Both of these methods are more gentle than the high-heat espresso methods used for a dark roast. This way, the more subtle flavor notes in medium roast are highlighted instead of disguised.
Dark roast is almost exclusively used for espresso-like coffees. It’s often brewed by a humble auto-drip machine and served with cream and sugar. However, many agree that the best way to enjoy this roast as a Cuban coffee.
Medium roasts are a very versatile coffee. They’re smooth enough to be enjoyed black but flavorful enough to handle some dairy or sweetener. A medium roast can be brewed with a Pour-over device for a more tea-like result or with an espresso machine for a richer coffee.
Medium roasts are a great contender for black iced coffee or cold brew. It’s because they have enough robust flavor to stand up against the additional water from melting ice. At the same time, it’s mild enough to be enjoyed without milk or sugar to appreciate the bean’s nuanced flavor notes.
It’s the dark roasted flavor that most people describe as bitter. So, the darker the roast, the more dark, burnt, and bitter the coffee will taste.
Medium roast is significantly less bitter, so it’s more likely to be enjoyed black. Milk and sugar are added to dark roasts to mask the bitterness.
The compounds that cause stomach cells to produce acid break down during the lengthy dark roasting process. This results in a less acidic coffee and makes dark roast the best option for drinkers with sensitive stomachs.
Light roasts will still have the most acidic compounds intact, and they’ll only decrease as the roast darkens.
A dark roast will often have a robust, smoky, toasted flavor.
Dark beans are caramelized and carry an earthy, nutty, and chocolatey taste. There isn’t a considerable flavor difference from dark roast to dark roast because the flavor comes from the roast itself instead of the bean.
Medium roasts are more focused on highlighting the unique flavor of that specific bean. You’ll notice more fruity or floral notes and darker flavors typical of a dark roast. It’s the perfect middle between the subtle light roasts and possible overbearing dark ones.
A dark roast will have more bitter undertones, while a medium roast will lean more acidic.

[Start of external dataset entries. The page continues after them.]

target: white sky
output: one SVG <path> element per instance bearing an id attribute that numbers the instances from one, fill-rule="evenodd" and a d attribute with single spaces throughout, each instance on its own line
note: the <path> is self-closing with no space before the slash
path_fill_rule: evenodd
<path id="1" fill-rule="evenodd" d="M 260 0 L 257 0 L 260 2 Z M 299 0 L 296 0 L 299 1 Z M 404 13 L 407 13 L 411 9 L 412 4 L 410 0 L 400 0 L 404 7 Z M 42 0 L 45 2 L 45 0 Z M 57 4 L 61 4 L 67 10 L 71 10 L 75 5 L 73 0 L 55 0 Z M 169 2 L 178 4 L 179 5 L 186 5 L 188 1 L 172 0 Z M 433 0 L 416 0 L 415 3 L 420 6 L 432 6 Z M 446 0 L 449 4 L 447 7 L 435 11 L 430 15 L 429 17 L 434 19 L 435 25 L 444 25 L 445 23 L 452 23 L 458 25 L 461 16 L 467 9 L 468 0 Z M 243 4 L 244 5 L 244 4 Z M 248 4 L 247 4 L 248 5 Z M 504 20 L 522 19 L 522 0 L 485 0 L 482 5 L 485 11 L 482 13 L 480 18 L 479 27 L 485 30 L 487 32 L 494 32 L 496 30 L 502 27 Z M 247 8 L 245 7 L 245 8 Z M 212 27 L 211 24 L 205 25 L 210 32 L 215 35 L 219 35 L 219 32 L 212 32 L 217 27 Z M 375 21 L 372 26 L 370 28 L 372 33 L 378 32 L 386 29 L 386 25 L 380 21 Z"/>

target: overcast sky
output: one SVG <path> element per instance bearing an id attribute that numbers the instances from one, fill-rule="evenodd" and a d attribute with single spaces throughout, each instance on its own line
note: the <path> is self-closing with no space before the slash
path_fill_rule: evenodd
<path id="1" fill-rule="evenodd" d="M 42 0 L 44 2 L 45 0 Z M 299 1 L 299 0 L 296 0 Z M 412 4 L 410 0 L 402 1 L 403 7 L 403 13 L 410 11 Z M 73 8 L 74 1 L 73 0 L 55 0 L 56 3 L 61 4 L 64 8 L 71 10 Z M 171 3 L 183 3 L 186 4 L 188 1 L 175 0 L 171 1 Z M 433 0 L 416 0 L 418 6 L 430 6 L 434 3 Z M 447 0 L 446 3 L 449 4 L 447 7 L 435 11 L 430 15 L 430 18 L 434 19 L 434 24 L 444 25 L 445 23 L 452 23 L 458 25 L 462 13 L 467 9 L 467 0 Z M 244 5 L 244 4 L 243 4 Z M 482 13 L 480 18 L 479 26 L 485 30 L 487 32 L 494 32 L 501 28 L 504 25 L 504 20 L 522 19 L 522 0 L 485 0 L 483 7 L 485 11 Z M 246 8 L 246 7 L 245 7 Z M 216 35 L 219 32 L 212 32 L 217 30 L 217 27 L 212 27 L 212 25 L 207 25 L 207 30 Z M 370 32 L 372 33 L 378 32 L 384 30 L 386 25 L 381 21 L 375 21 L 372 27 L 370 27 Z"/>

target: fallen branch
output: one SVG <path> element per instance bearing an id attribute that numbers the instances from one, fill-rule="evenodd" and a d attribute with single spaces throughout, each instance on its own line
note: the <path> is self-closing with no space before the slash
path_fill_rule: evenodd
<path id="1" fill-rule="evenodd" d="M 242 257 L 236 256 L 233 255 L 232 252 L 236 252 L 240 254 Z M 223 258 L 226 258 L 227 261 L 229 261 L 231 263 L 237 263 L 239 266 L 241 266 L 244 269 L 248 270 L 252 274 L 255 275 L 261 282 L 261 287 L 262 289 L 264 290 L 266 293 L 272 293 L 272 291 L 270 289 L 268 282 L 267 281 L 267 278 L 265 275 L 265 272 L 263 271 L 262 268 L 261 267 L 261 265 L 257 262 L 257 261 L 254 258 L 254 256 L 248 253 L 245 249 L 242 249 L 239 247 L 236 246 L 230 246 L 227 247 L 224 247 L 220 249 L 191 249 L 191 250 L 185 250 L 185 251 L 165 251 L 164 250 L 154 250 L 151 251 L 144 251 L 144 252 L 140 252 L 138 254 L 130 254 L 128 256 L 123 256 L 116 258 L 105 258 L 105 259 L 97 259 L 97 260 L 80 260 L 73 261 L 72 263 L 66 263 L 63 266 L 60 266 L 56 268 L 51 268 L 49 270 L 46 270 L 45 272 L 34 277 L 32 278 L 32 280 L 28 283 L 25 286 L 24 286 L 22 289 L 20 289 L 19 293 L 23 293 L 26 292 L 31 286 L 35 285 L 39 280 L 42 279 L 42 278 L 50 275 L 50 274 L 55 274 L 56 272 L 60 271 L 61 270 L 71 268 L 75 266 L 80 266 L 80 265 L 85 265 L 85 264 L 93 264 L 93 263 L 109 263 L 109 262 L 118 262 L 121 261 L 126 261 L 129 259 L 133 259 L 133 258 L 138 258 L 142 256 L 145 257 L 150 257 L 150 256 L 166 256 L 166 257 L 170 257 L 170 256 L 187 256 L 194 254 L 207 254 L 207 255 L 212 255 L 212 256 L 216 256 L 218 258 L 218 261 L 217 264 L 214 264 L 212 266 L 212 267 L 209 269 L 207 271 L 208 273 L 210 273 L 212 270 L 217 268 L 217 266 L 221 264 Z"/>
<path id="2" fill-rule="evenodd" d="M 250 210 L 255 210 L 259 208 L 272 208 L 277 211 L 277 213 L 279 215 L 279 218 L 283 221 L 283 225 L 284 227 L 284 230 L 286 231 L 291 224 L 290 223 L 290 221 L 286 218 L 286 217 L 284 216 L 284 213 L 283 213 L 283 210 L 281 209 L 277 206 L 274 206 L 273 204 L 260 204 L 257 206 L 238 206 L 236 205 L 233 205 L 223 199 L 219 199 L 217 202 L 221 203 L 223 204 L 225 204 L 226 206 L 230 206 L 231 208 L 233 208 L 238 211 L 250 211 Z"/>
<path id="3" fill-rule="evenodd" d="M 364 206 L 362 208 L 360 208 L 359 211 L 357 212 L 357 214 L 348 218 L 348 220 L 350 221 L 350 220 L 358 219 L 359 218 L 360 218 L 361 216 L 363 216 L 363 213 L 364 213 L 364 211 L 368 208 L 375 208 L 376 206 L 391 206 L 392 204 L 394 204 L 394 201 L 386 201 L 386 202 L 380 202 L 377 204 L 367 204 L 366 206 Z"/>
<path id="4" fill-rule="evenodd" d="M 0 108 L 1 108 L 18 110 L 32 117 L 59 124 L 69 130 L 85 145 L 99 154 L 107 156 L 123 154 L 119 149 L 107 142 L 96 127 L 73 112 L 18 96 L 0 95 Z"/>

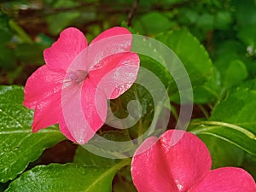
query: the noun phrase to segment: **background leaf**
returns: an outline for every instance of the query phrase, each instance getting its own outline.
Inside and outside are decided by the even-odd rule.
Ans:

The body of coffee comes down to the amount of oil released into the brew. Since dark roasted beans have more oil than medium roasts, the resulting coffee will be fuller-bodied with a thicker mouthfeel.
Medium roasts will have a lighter, more well-rounded body that’s silky and velvety in the mouth.
The caffeine levels within coffee doesn’t drastically change from roast to roast. However, dark roast coffee has slightly less amount of caffeine than medium roast coffee beans. This is because the higher temperatures during the cooking process leads to the bean losing mass. Less mass means less bean to withhold caffeine overall.
To sum it up, dark roasts are great for those who prefer espresso-like brews and want a rich, bolder taste. They taste great with milk and sugar and will be easy on the stomach.
And there isn’t much flavor variation from bean to bean because the roast pilots this flavor more so than the origin.
Otherwise, choose a medium roast if you want a bean compatible with a brewing method like pour over or moka pot. Plus, it’ll be versatile enough to serve black or sweetened with a dash of dairy.
Once you taste the difference between these two roasts, you’ll see exactly what I mean. First, order a bag of each different types of roast. Then, brew them up and do a side-by-side taste test.
You could invite friends, print out some tasting note review cards, and have a coffee party. You’ll immediately know which roast profile you prefer, and that’ll lead you to more enjoyable coffee experiences.
Dark roast will have a stronger roasted flavor than medium roast and only nominally less caffeine content.
Using mouthfeel and flavor, medium roasts will have a smooth, balanced taste and body. However, if you want a coffee that will be easy on your stomach, go for a dark roast because they’re less acidic.
Espresso can be made from all roast levels. Blonde espresso uses a light roast, and regular espresso can be made with either medium or dark roasts. Commercial operations and coffee chains most often use dark-roasted beans for their espresso.